Pas moins de 79 % des élus CSE (représentants du personnel) affirment avoir dû cacher leurs émotions et presque autant ont connu des situations de violences psychologiques, révèle une étude du cabinet Secafi (groupe Alpha) réalisée auprès de plus de 3 800 représentants du personnel. L’effet sur la santé d’un engagement syndical va aussi faire l’objet d’une recherche au sein du Cnam.

Plusieurs études l’ont montré : depuis la crise sanitaire, sous l’effet notamment d’une nouvelle intensification du travail que la semaine de 4 jours pourrait encore paradoxalement accroître, la santé mentale des travailleurs français se dégrade.
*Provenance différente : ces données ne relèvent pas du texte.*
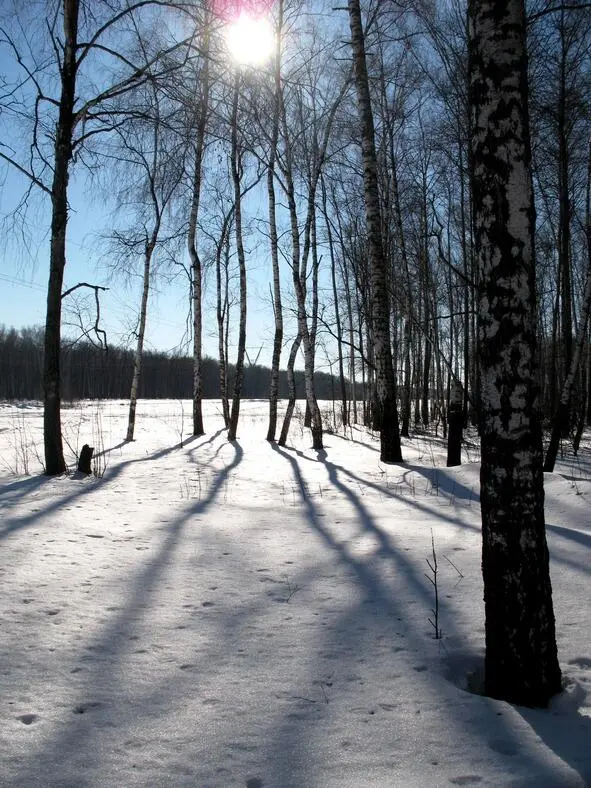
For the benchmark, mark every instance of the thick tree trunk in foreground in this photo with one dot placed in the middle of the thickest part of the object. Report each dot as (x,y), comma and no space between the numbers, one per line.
(52,430)
(521,664)
(391,450)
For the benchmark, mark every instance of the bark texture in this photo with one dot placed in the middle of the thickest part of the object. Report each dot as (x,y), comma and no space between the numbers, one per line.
(277,305)
(52,431)
(380,309)
(196,272)
(521,664)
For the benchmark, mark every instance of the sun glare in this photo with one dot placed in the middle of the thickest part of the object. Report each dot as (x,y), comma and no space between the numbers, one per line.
(250,40)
Mais celle des représentants du personnel ne se porte guère mieux.

Á en croire l’étude réalisée par Secafi auprès de 3 850 élus des comités sociaux et économiques (CSE), et dont certains éléments peuvent être comparés avec une précédente enquête du cabinet datant de 2014, la population des élus du personnel souffre d’un isolement croissant (un comble quand on embrasse un mandat au nom de la représentation et de la défense d’un collectif !) et d’un sentiment de violence psychologique fort.
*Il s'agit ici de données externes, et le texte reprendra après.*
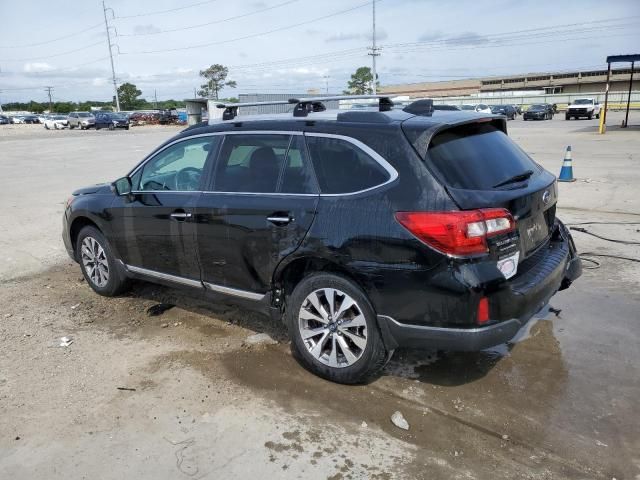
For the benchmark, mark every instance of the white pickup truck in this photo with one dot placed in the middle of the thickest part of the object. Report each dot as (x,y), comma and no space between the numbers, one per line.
(583,107)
71% des représentants du personnel disent avoir été confrontés à des violences psychologiques

79 % des élus disent avoir dû cacher leurs émotions

Présentés hier matin lors d’une table ronde organisée à l’auditorium du journal Le Monde à Paris et animée par François Desriaux, l’ancien rédacteur en chef de la revue Santé & travail, les chiffres suivants ont de quoi inquiéter, d’autant qu’on peut imaginer que l’échantillon est peu représentatif des petites entreprises (*) : 

  • 79 % des élus CSE affirment avoir dû cacher leurs émotions pendant leur mandat ;
  • 71 % disent avoir été confrontés à des violences psychologiques de type harcèlements ou conflits (l’enquête ne donne pas d’autres détails sur cette réponse) ;
  • 64% utilisent leur temps personnel pour leur mandat ;
  • 56 %  déplorent que leurs propositions ne soient pas prises en compte par l’employeur ; 
  • 53 % se sentent isolés dans leur mandat (contre 39 % en 2024) ;
  • 50 % ont dû accompagner des salariés en procédure collective ;
  • 50 % estiment que le nombre d’élus est insuffisant pour bien exercer les mandats (mais c’est moins l’avis des élus dont le CSE est le premier mandat) ;
  • 50 % déplorent un manque de temps pour leur mandat ;
  • 50 % disent avoir pensé à arrêter toute représentation du personnel ;
  • 32 % déplorent un manque de moyens (contre 22 % en 2014).

94% des élus sont fiers de leur mandat

Ces chiffres s’accompagnent de ressentis beaucoup plus positifs, eux : 

  • 94 % des élus CSE sont fiers de leur mandat ;
  • 90 % se sentent utiles ; 
  • 87 % estiment avoir une vision claire de leurs prérogatives ;
  • 85 % disent avoir de bonnes relations avec les salariés ; 
  • 70 % ont suivi une formation santé, sécurité conditions de travail (SSCT) ;
  • 69 % estiment que les salariés apprécient leur action ; 
  • 66 % ont suivi une formation sur leurs prérogatives économiques ;
  • 56 % ont de bonnes relations avec le président du CSE et avec leur hiérarchie directe, etc. 

Comment comprendre ces éléments qui semblent parfois contradictoires ?

Antoine Rémond, le responsable du pôle études et prospective du groupe Alpha, explique que cette enquête a consisté à traiter la représentation du personnel comme un travail en soi.

L’objectif était de décrire au mieux ce travail souvent invisibilisé, en mettant en avant de bonnes pratiques à partager et des leviers à solliciter.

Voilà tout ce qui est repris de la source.